Here, the defendant does not claim the People actually possess any information or material that tends to impeach the credibility of a witness who will testify that has not been disclosed. Moreover, the record clearly reflects the People's efforts to secure the allegedly missing police personnel records were rebuffed (Affirmation in Opposition at 4-5). The People made additional efforts to obtain responses to their inquiries which provided futile (Id. at 5). Thereupon, the People filed a Supplemental Certificate of Compliance which includes a CPL §§245.20(1)(k)(4) addendum that specifically states: "the police witnesses have declined to answer impeachment questions" (see, Supplemental Certificate of Compliance).

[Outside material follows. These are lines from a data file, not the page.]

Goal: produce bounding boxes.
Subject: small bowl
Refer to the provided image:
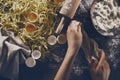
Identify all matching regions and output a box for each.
[31,50,41,59]
[47,35,57,45]
[25,23,36,33]
[27,12,38,22]
[25,57,36,68]
[57,34,67,44]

This court finds that, under the facts of this case, the People made an honest effort to comply with the automatic discovery requirements (see, People v. Bruni, 7 Misc.3d 913 [Albany Co. Ct. 2021]).
Consequently, although information which is arguably discoverable has not been disclosed, as this court finds the People have made "diligent and good faith efforts" which are reasonable under the circumstances, this court exercises its discretion to deem the People ready for trial, upon the filing of their Supplemental Certificate of Compliance (CPL §§245.50(3). Furthermore, as the defense has not demonstrated prejudice based upon the alleged failure to disclosure, no other sanction is appropriate at this time (CPL §§245.80). Nevertheless, in accordance with their continuing disclosure obligation, the People are directed, prior to trial, to make additional efforts to acquire any previously undisclosed CPL §§245.20(1)(k)(4) materials and to disclose same (CPL §245.60).
Upon the foregoing, the defendant's motion to dismiss is denied in all respects.
This constitutes the Decision, Order, and Judgement of the Court.